Risk score, explained

The CVSS 3.1 score of 8.8 (HIGH) reflects: network-based attack vector with no special access required (AV:N), low attack complexity (AC:L), no privilege requirements (PR:N), and user interaction as the only prerequisite (UI:R). The impact severity is high across confidentiality, integrity, and availability (C:H/I:H/A:H) because arbitrary code execution, even in a sandbox, can exfiltrate sensitive data, corrupt local files, or cause denial of service. The scope is unchanged (S:U), meaning the impact is limited to the vulnerable component. Organizations should treat this as a critical near-term risk.

Frequently asked questions

What is an 'InterestGroups' feature and why does it matter for security?

InterestGroups is part of Google's Privacy Sandbox initiative, intended to enable interest-based advertising without third-party cookies. It processes and stores user interest data within the browser. A vulnerability here is particularly sensitive because it touches both ad targeting infrastructure and user privacy data, and it runs with browser privileges.

Does the sandbox protect me if I visit a malicious site?

Chrome's sandbox provides containment—code executed within it cannot directly access files or system resources outside the browser process. However, a skilled attacker can still exfiltrate data from the browser's memory, steal credentials, or chain this vulnerability with OS-level exploits to escape the sandbox. The sandbox reduces risk but does not eliminate it.

Is this vulnerability being actively exploited in the wild?

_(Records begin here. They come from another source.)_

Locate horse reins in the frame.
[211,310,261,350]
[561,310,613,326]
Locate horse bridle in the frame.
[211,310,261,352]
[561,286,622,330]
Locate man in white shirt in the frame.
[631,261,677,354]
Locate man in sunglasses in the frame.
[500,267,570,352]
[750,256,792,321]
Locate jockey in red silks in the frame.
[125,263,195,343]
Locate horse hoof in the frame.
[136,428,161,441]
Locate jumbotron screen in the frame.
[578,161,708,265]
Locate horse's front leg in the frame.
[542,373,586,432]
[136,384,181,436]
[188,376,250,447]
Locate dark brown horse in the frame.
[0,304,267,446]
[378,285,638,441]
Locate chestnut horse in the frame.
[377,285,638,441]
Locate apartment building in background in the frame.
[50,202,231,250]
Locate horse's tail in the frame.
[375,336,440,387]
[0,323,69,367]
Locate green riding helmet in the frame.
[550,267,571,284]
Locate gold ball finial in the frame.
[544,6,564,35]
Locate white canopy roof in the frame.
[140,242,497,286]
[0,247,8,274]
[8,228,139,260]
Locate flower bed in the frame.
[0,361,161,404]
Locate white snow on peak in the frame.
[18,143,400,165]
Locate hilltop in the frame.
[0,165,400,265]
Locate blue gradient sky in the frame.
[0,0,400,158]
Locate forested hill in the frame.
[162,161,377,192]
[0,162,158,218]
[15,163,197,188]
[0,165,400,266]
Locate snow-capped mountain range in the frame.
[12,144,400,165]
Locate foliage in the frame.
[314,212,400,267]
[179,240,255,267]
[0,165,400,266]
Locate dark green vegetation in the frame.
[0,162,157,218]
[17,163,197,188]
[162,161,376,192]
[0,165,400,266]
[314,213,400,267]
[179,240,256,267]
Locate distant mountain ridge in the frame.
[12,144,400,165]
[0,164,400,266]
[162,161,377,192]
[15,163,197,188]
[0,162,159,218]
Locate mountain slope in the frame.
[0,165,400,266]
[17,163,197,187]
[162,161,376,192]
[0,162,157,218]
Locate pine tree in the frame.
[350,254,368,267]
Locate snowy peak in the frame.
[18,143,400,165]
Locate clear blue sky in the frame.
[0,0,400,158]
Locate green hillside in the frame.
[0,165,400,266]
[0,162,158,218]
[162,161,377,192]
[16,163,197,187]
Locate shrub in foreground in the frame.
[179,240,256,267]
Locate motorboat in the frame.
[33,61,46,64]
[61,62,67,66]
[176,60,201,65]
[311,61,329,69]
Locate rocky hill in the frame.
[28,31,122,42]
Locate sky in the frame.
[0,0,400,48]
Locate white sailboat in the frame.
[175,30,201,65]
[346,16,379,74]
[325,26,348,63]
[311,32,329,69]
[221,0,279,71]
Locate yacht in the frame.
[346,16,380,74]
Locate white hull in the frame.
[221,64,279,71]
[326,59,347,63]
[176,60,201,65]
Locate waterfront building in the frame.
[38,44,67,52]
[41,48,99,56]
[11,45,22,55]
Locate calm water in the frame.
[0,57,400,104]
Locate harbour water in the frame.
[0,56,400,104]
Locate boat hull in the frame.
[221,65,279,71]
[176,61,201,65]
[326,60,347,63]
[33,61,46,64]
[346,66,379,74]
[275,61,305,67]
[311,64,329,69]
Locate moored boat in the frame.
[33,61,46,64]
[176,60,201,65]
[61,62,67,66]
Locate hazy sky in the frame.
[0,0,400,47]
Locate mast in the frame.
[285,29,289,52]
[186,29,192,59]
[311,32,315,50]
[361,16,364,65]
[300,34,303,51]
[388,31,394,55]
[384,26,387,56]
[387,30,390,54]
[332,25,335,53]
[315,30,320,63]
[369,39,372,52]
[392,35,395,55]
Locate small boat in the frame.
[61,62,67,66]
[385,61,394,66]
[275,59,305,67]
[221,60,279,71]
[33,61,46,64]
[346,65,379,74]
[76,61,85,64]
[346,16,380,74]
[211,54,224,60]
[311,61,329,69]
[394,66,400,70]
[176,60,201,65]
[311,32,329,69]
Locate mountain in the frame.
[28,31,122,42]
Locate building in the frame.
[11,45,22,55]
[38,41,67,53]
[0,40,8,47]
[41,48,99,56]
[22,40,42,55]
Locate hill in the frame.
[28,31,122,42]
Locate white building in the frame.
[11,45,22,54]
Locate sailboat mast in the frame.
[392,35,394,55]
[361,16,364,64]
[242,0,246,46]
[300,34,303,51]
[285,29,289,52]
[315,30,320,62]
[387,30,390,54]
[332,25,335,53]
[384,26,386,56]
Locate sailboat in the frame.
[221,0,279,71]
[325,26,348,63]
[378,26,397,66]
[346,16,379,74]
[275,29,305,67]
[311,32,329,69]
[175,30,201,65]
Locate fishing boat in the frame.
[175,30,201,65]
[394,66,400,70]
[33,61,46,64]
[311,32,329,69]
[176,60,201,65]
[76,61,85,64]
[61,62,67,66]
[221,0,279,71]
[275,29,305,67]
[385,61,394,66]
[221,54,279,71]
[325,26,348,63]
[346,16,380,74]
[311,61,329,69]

As of the advisory date, this vulnerability is not listed on CISA's Known Exploited Vulnerabilities (KEV) catalog, suggesting no confirmed in-the-wild exploitation has been publicly documented. However, the ease of exploitation and high severity mean threat actors are likely to develop and deploy exploits rapidly after public disclosure.

If I'm on macOS or Linux, should I still prioritize this patch?

Yes. The vulnerability affects Chrome across all operating systems. macOS and Linux users often represent high-value targets (developers, security researchers, etc.), making them attractive targets for watering hole attacks that exploit this flaw.

This analysis is based on publicly available vulnerability data and vendor advisories as of the modification date. SEC.co makes no guarantee regarding exploit availability, active exploitation, or specific attack campaigns. Organizations should verify patch applicability in their environment and consult vendor documentation before deployment. The CVSS score and severity ratings are as supplied by the vendor and the CVE record; prioritization should also account for asset criticality and exposure in your specific environment. Source: NVD (public-domain), retrieved 2026-07-15. Analysis generated by SEC.co (claude-haiku-4-5).